Next, a step of drying the coating film may be carried out. Thereby, the film thickness uniformity of the coating film can be improved. The drying conditions are not particularly limited as long as a dry film having suppressed tack can be obtained by volatilizing an excess volatile component.

Next, the semiconductor element 20 is mounted on the coating film formed on the base material 30.

Next, the coating film made of the paste-like adhesive composition is heat-treated. At this time, the heat treatment may be performed while the semiconductor element 20 is fixed and pressed, but the semiconductor element 20 may be heat-treated in a non-pressurized state (only its own weight).

By the above heat treatment, sintereding occurs in the silver particles in the coating film made of the paste-like adhesive composition, and a particle connecting structure is formed between the silver particles. As a result, the die attach layer 10 is formed on the base material 30.

In the present embodiment, by performing the heat treatment while pressurizing the paste-like adhesive composition, the sinterability of the silver particles can be further improved, and the formation of the particle connecting structure can be promoted.

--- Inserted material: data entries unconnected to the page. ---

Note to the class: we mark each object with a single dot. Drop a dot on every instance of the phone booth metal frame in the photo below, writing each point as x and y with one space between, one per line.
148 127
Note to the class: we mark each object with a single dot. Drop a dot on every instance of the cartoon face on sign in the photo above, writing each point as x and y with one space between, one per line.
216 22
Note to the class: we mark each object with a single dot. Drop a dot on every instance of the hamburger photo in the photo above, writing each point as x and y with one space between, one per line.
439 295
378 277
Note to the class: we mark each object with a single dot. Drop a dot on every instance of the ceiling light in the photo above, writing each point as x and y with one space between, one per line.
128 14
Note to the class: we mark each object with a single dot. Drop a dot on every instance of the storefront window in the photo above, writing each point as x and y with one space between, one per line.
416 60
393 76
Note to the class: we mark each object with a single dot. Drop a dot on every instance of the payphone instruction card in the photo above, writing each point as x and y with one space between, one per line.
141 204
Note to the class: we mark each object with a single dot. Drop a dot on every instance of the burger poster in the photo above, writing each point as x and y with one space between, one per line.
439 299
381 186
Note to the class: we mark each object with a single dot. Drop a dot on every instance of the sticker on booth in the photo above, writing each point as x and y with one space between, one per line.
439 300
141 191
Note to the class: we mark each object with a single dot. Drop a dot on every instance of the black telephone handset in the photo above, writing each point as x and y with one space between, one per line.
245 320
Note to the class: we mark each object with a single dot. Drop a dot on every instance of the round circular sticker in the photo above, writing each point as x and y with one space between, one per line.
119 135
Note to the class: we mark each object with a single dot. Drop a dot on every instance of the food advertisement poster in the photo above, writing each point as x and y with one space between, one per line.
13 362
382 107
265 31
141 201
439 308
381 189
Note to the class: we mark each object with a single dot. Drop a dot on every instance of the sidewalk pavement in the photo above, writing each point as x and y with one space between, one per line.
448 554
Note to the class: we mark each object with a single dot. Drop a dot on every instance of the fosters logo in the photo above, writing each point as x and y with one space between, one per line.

As an example of the heat treatment of the production method according to the present embodiment, for example, by heating for a certain period of time under a temperature condition of temperature T ₁ below 200 ° C., and then heating for a certain period of time under a temperature condition of temperature T ₂ of 200 ° C. or higher , The first heat treatment and the second heat treatment can be performed. T ₁ can be, for example, 120 ° C. or higher and lower than 200 ° C. T ₂ can be, for example, 200 ° C. or higher and 350 ° C. or lower. In this example, the treatment time of the first heat treatment at the temperature T ₁ can be, for example, 20 minutes or more and 90 minutes or less. The processing time of the second heat treatment at the temperature T ₂ can be, for example, 30 minutes or more and 180 minutes or less.

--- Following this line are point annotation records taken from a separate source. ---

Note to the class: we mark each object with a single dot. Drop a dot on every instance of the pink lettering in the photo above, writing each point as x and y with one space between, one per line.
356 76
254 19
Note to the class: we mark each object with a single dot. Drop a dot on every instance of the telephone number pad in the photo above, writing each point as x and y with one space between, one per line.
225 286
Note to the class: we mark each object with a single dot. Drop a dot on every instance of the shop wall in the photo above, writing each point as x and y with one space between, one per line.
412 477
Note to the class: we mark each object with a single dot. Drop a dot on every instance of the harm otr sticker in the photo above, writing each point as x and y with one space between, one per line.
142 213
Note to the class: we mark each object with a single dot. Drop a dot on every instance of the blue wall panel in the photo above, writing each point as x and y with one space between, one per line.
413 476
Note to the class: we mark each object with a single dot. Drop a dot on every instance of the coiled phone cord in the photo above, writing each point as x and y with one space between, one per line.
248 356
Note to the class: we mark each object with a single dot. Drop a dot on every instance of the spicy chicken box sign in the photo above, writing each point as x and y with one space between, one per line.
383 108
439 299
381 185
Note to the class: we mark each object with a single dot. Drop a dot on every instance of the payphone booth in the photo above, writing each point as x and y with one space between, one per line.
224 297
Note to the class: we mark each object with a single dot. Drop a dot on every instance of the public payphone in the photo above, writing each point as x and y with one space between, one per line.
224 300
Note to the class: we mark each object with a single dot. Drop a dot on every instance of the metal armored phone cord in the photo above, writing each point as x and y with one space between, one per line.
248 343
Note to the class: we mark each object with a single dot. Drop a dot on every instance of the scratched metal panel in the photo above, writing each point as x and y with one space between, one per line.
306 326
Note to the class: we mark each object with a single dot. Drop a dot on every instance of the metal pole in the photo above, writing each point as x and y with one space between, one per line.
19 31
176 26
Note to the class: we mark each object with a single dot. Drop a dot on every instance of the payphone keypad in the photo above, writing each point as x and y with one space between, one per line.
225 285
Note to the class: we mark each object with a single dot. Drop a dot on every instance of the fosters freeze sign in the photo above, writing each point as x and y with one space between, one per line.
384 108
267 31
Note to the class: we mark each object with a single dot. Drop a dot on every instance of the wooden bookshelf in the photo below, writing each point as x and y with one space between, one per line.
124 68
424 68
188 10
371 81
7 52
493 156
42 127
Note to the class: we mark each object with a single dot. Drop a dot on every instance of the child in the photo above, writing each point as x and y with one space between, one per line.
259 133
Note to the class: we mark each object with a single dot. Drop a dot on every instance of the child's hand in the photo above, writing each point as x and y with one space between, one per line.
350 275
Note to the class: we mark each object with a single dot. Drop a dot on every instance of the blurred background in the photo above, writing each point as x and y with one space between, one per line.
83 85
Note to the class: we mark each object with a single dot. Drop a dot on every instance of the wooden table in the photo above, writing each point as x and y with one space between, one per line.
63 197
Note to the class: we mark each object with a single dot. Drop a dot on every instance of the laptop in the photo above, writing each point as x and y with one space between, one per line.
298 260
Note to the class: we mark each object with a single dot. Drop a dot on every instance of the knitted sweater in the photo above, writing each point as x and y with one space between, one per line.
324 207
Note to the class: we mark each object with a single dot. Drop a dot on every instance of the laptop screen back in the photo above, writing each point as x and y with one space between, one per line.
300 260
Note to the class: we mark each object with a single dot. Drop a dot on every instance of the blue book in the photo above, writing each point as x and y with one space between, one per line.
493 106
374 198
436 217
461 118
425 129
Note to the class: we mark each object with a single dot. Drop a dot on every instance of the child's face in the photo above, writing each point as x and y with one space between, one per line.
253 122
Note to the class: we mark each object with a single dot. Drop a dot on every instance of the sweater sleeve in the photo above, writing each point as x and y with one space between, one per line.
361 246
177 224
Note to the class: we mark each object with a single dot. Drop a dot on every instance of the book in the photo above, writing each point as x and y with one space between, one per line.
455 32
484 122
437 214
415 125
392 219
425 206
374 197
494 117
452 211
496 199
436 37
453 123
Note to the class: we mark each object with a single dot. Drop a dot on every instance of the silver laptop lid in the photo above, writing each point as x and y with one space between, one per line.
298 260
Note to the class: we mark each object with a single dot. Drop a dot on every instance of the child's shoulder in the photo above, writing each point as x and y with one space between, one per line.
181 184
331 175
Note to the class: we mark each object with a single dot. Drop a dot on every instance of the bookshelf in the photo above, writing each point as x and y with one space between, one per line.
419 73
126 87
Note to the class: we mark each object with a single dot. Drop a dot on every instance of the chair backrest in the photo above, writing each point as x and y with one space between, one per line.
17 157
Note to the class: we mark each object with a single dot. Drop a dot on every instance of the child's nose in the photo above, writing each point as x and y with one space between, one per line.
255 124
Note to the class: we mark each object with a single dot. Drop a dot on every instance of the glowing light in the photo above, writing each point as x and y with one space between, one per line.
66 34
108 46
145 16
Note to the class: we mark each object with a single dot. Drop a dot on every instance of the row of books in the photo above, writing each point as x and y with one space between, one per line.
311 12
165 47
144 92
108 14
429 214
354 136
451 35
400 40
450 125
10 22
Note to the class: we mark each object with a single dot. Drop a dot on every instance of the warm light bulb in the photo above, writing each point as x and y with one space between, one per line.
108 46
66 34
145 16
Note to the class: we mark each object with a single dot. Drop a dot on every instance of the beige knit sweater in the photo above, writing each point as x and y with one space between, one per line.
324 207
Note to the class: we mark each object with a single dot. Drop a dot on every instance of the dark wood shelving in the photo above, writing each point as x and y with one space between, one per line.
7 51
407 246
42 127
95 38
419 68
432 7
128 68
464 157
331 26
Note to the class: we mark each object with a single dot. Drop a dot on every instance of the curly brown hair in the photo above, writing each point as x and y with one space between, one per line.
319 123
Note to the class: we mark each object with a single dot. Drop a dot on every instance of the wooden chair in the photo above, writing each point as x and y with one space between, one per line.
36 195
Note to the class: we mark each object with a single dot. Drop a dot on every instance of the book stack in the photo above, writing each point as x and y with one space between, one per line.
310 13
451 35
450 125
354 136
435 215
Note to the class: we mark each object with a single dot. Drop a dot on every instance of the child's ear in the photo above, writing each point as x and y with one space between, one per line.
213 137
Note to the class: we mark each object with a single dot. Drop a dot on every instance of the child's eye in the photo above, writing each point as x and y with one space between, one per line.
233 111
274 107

On the other hand, in the present embodiment, the paste-like adhesive composition is obtained by raising the temperature from 25 ° C. to 200 ° C. or higher to a temperature T ₃ without stopping the temperature rise, and then heating the temperature T ₃ for a certain period of time under the temperature condition of the temperature T _3. The object may be heat treated. In this case, the process of raising the temperature to 200 ° C. before reaching 200 ° C. is treated as the first heat treatment, and the step of raising the temperature from 200 ° C. to the temperature T ₃ and performing the heat treatment at the temperature T ₃ is treated as the second heat treatment. Can be done. T ₃ can be, for example, 200 ° C. or higher and 350 ° C. or lower.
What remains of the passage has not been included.